Hi all,
Storm 3.0 (currently in development upstream) raises its Java baseline
to 21 [1]. Once we move StormCrawler onto Storm 3, we will have to lift
our own baseline (currently Java 17) anyway, so I'd like to discuss
where we should land.
My proposal: go directly to Java 25 (the current LTS) instead of
stopping at Java 21.
Why not just 21?
The main technical argument is virtual threads. Our fetch path is a
textbook use case for them: FetcherBolt today maintains a fixed pool of
platform threads (fetcher.threads.number), each spending most of its
life blocked on DNS / TLS / slow servers / timeouts. With virtual
threads we could move to a thread-per-fetch model where concurrency is
bounded by politeness rules and connection pools rather than by thread
count. For broad multi-host crawls this lifts the per-worker
concurrency ceiling from a few hundred to many thousands of in-flight
fetches, and removes fetcher.threads.number as the tuning knob that
users most often get wrong. (Single-host crawls see no difference -
politeness remains the cap there.)
The catch with Java 21: virtual threads pin their carrier thread inside
synchronized blocks. Adopting them on a 21 baseline would mean
refactoring synchronized usage across the fetch path (FetchItemQueues,
ProtocolFactory, several external modules) to ReentrantLock. JEP 491
(JDK 24) removed this limitation, so on a Java 25 baseline most of that
refactoring simply isn't needed - we could adopt virtual threads in
FetcherBolt with a much smaller and safer change.

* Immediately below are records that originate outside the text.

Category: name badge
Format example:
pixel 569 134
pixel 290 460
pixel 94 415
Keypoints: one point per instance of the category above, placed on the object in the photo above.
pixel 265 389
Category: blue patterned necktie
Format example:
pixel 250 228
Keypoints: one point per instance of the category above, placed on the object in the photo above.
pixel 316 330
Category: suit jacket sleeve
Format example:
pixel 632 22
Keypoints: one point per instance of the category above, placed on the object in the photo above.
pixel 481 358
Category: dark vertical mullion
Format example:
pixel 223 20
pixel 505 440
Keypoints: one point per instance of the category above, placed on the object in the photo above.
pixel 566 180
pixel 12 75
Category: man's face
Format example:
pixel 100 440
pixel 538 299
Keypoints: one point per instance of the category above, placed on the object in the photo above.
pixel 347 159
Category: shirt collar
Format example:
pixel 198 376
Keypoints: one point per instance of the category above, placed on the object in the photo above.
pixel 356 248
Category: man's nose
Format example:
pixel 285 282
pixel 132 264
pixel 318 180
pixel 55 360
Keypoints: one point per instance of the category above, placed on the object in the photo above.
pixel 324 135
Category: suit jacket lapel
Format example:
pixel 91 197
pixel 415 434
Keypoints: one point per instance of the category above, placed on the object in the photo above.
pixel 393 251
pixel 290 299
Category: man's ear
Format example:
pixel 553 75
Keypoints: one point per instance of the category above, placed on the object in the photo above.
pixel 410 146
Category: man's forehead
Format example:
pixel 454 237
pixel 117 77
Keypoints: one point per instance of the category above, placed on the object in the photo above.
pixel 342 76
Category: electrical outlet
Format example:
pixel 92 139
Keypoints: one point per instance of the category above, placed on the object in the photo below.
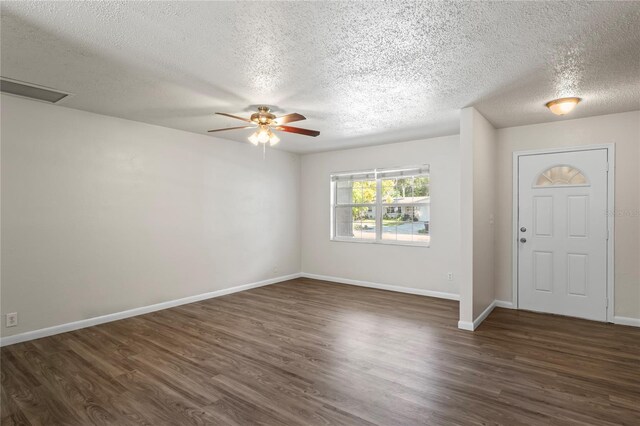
pixel 12 319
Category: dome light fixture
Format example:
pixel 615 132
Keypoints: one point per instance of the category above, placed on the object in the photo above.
pixel 562 106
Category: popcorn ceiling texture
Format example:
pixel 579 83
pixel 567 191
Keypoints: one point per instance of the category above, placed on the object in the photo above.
pixel 362 72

Beyond that, 25 is an LTS like 21, with a longer support window.
Practical considerations:
- Users moving to Storm 3 have to upgrade their JVM to 21+ anyway; the
additional step to 25 should be small for most, but it would exclude
anyone whose organisation pins them to 21. Input welcome on whether
this is a real concern for our user base.
- Storm 3 itself is built against 21; running it on a 25 JRE should be
fine, but we'd want to validate this in our CI matrix.

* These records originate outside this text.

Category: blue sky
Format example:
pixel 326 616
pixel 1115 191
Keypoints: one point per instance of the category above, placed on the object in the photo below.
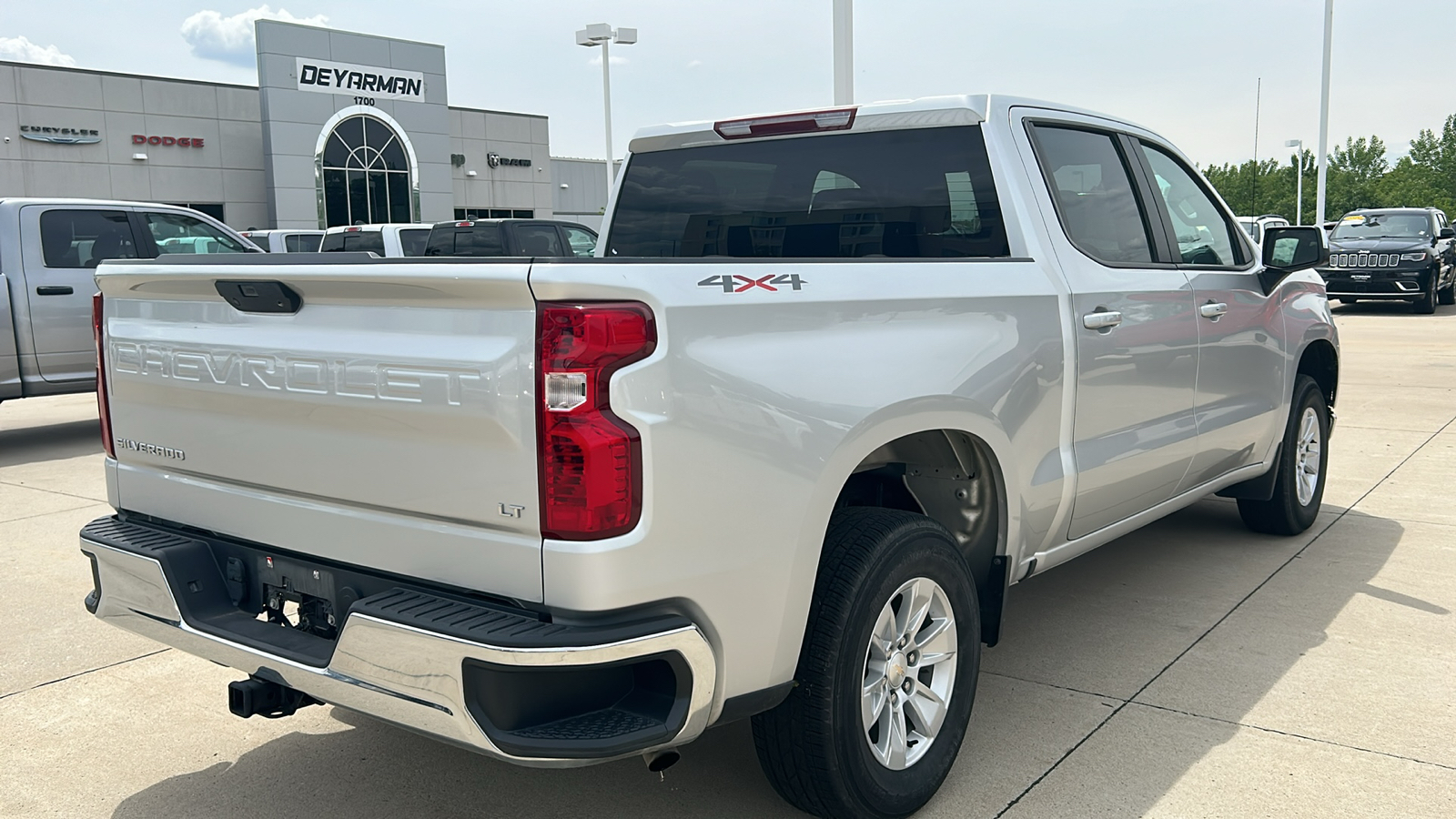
pixel 1183 67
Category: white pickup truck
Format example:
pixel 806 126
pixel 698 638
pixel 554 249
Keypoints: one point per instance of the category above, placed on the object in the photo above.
pixel 834 382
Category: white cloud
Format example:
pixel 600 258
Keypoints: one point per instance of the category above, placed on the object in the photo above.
pixel 22 50
pixel 230 40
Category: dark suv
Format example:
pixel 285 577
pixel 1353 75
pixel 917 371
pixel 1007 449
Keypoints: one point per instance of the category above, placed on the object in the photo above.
pixel 510 238
pixel 1392 254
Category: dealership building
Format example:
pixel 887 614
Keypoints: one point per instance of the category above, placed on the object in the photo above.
pixel 342 128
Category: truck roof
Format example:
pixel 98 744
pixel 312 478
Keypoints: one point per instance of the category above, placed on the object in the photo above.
pixel 926 111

- Dependency ecosystem on 25 needs a quick audit (I don't expect
issues).
What this would enable as follow-up work (separate threads/issues):
- FetcherBolt: virtual-thread-per-fetch, deprecating
fetcher.threads.number in favour of a (much higher) max-in-flight cap
- Dropping the per-fetcher-thread timeout ExecutorServices
- Decoupling HTTP connection pool sizing from thread count
- Pluggable async-capable DNS resolution (JEP 418 SPI)
None of this would affect the current 3.x line - it would target the
release in which we adopt Storm 3.
Looking forward to your thoughts.
Gruß
Richard